Yisrael Beytenu enlists bereaved mothers for campaign

Bennett to Liberman: There already is a death penalty law, and your ministers voted to release terrorists.

Yisrael Beytenu chief Avigdor Liberman addresses a town hall meeting in Beersheba (photo credit: FACEBOOK)
Yisrael Beytenu chief Avigdor Liberman addresses a town hall meeting in Beersheba
(photo credit: FACEBOOK)
Mothers and daughters of people killed in terrorist attacks joined Yisrael Beytenu’s campaign, expressing support for the party’s proposal of a death penalty for terrorists in campaign ads aired on Wednesday.
Each of the four videos ends with Yisrael Beytenu chairman Avigdor Liberman vowing that the first bill his party will propose in the next Knesset is capital punishment for terrorists.
“We need to give a clear, strong answer to the whole world that there is a law, there is a death penalty for terrorists.
It’s a serious, important law,” said Larissa Gutman, whose 19-year-old son Ilya was killed in the 2001 attack on the Dolphinarium nightclub in Tel Aviv.
Tamara Fish-Lipschitz and her father, Avraham Fish, were both shot by terrorists in 2002 near Nokdim. Fish-Lipschitz was eight months pregnant, while both she and her baby survived, her father was killed at age 65.
“Anyone who picks up a weapon to kill should know that he won’t see his family or his children again,” she said.
“I think we need to make sure there isn’t anyone to release. People with blood on their hands should not sit in jail.”
Fish-Lipschitz added: “A person who murdered must get the death penalty. Then the country won’t have a dilemma whether to release [terrorists] or not, because there won’t be anyone to release.”
Two other videos feature Irena Sklianik, mother of 15-year-old Yael-Yulia, who was killed in the Dolphinarium, and Ruthy Ish-Ran, whose son Yossi, was murdered together with Kobi Mandell, both 14, near their home in Tekoa in 2001.
Bayit Yehudi chairman Naftali Bennett tweeted at Liberman: “Yvet [Liberman’s Russian name]: 1. You know that there is already a death penalty law, right? 2. You know that two of your ministers voted for releasing terrorists, right? #FYI” “Article 21(7) of the Military Justice Law. It already exists.
The problem is that it is not implemented. Meanwhile, it would be preferable to not vote in favor of freeing terrorists,” Bennett wrote in a second tweet.
Liberman was not a minister at the time the cabinet voted on freeing terrorists, and he gave his ministers freedom to vote according to their conscience.

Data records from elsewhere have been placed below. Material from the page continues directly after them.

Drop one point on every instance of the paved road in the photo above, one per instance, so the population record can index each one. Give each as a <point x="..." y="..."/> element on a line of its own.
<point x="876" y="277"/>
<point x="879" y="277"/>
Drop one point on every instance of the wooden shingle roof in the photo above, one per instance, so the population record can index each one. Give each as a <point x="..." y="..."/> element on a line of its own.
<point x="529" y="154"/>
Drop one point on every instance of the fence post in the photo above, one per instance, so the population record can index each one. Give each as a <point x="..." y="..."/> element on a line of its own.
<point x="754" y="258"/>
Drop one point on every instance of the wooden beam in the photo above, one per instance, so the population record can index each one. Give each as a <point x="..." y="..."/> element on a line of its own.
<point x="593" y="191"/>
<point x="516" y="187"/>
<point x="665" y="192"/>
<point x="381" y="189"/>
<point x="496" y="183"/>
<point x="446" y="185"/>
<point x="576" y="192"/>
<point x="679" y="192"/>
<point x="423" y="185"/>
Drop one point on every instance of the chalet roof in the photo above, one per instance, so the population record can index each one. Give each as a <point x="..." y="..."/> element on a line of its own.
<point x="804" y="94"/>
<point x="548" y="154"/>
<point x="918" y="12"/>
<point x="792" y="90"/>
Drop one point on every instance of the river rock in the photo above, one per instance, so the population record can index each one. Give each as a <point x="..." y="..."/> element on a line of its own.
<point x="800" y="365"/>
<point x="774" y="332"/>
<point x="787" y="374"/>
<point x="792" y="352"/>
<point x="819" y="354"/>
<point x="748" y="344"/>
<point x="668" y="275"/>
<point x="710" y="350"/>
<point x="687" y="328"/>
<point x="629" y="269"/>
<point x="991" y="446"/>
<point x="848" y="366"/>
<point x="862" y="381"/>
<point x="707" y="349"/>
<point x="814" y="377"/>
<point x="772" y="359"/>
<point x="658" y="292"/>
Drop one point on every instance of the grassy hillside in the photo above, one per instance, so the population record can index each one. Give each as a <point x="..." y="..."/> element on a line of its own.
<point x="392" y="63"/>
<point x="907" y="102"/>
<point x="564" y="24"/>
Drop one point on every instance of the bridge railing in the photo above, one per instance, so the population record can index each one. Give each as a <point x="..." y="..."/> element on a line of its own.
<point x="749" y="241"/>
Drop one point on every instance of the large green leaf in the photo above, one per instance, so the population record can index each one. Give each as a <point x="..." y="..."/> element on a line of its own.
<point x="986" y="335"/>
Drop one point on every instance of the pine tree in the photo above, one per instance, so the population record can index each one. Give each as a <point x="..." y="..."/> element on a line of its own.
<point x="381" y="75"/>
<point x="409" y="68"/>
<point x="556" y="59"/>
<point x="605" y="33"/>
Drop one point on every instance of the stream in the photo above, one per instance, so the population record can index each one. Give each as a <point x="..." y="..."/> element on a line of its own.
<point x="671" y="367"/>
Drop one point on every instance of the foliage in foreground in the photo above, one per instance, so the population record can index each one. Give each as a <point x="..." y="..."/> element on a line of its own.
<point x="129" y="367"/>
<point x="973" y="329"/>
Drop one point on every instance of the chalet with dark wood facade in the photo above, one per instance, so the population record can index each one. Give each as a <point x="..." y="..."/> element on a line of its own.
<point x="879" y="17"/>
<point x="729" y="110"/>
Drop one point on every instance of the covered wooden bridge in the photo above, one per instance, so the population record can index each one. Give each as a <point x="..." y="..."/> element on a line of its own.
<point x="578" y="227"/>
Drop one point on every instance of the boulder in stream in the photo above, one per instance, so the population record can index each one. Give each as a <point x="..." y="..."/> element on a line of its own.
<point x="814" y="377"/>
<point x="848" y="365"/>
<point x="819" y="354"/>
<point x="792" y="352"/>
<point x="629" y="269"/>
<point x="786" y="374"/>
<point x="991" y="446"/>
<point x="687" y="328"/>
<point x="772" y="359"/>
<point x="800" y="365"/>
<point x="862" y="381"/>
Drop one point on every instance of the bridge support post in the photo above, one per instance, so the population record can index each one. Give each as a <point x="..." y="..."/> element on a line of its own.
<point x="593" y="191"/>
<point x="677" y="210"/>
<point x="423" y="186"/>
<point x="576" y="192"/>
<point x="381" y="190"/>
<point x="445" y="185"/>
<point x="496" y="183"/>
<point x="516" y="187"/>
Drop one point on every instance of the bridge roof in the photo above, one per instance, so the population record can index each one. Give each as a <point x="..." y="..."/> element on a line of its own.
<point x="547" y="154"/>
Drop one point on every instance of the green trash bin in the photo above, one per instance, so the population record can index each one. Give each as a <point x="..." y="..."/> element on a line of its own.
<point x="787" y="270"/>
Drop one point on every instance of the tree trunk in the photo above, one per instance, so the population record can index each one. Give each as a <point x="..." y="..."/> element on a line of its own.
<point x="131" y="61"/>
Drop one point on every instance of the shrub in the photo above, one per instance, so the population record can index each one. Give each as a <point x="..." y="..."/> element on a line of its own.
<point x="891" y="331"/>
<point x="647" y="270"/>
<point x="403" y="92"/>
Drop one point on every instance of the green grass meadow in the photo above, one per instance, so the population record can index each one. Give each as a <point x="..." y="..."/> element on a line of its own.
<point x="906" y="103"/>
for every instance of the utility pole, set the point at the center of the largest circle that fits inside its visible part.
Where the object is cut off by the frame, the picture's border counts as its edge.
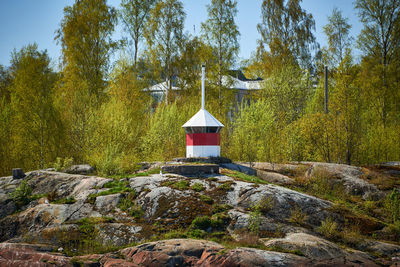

Public Security Minister Yitzhak Aharonovitch, who is not running for the next Knesset, and Immigration and Absorption Minister Sofa Landver both voted in favor of the prisoner release, while Tourism Minister Uzi Landau and Agriculture Minister Yair Shamir, neither of whom is running in the current election, voted against it.
Liberman responded that he hopes Bennett is aware of the fact that, thus far, no terrorists have been executed.
“The time has come for the law to not only allow [the death penalty]; it should require it, as we are proposing and plan to do,” Liberman said.
The Yisrael Beytenu chairman said that, rather than “attack his friend in the nationalist camp,” Bennett and the members of his list should sign the petition on Yisrael Beytenu’s website advocating the capital punishment for terrorists.
The death penalty in Israel was only used once, on Holocaust organizer Adolf Eichmann in 1962.